I am struggling with a) but I think I managed b). Do you have any tips for a), and could you check if I solved b correct please?
For a), I tried this:
Let $(x_n,y_n) \rightarrow (x,y)$. $|B(x_n,y_n)-B(x,y)|=|B(x_n,y_n)-B(x,y_n)+B(x,y_n)-B(x,y)|=|B(x-x_n,y_n)+B(x,y_n-y)|$. But this doesn't seem to lead anywhere. I am also not quite sure how we are supposed to use the hint given.
For b) I tried:
$|B(x,y)|=|f_x(y)|$, where $f_x(\cdot)=B(x,\cdot)$. Now joint continuity gives continuity in one variable, so we get that:
$|f_x(y)|\le\|f_x\|\|y\|$. I will be able to solve the problem if I then can show that $\|f_x\|\le C\|x\|$. If x is the zero vector it is ok. If x is not the zero-vector, we look at the family of operators indexed by x, given by $f_x/\|x\|$. Then if we keep y, then for every operator given by x we have:
$|f_x(y)/\|x\||=|B(x,y)|/\|x\|\le \|f_y\|\|x\|/\|x\|=\|f_y\|$. So by the uniform boundedness principle, we have that $\|f_x\|/\|x\|\le C$. (Here we use that X is a Banach-space.)

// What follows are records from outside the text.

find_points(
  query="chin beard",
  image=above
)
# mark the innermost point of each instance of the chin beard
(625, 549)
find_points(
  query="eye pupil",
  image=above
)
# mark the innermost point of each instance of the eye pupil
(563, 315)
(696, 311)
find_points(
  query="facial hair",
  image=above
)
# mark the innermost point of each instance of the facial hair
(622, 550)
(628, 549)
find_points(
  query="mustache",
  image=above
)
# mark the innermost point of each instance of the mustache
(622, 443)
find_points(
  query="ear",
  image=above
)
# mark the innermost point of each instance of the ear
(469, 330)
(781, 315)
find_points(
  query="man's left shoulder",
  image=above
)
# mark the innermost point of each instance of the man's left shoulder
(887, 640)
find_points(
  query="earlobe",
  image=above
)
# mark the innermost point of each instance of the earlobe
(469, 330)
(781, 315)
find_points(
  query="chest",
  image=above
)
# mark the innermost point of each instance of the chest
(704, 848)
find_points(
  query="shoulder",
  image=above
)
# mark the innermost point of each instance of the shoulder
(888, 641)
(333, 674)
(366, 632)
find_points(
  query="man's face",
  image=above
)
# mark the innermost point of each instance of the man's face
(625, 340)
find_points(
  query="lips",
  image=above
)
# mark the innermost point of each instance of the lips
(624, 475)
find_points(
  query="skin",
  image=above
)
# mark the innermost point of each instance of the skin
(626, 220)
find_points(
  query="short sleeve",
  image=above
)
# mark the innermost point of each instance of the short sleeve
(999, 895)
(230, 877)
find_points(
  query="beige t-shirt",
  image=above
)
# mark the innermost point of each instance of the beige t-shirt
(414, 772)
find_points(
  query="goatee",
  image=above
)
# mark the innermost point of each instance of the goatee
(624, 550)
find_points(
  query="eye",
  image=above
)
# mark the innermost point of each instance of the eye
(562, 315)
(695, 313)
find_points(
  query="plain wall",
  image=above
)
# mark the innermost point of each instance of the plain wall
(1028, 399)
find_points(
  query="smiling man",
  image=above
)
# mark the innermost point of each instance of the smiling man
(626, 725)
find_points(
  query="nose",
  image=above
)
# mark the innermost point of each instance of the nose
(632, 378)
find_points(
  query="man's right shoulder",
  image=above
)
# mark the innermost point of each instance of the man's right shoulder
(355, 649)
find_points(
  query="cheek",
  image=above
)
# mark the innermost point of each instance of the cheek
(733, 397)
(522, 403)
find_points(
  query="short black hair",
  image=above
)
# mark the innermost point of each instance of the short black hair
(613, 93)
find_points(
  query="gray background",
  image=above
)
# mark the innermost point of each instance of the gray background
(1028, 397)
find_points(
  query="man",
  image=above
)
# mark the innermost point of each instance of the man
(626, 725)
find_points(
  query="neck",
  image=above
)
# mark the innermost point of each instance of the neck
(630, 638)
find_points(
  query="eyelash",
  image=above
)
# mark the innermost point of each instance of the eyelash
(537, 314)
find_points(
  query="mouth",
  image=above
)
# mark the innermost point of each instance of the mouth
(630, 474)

Is b correct? And could you please give some hints for a)?
I find it easier to prove (b) first; using the hint that was given for (a) appears more relevant to (b).
(b) If no such $C$ exists, there is a sequence $(x_n,y_n)$ such that $$|B(x_n,y_n)| = 1\quad\text{ and }\quad \|x_n\|\|y_n\|\to 0 \tag{1}$$ By replacing $(x_n,y_n)$ with $(sx_n, s^{-1}y_n)$ we can arrange $\|x_n\|=\|y_n\|$ without changing $(1)$. Hence, $(x_n,y_n)\to 0$ and we have a contradiction with continuity at $(0,0)$.
(a) Using (b), the manipulations you tried lead to the desired conclusion: $$ |B(x_n,y_n)-B(x,y)|=|B(x_n,y_n)-B(x,y_n)+B(x,y_n)-B(x,y)| \\ =|B(x-x_n,y_n)+B(x,y_n-y)| \\ \le C(\|x-x_n\| \|y_n\|+\|x\| \|y_n-y\|)\to 0 $$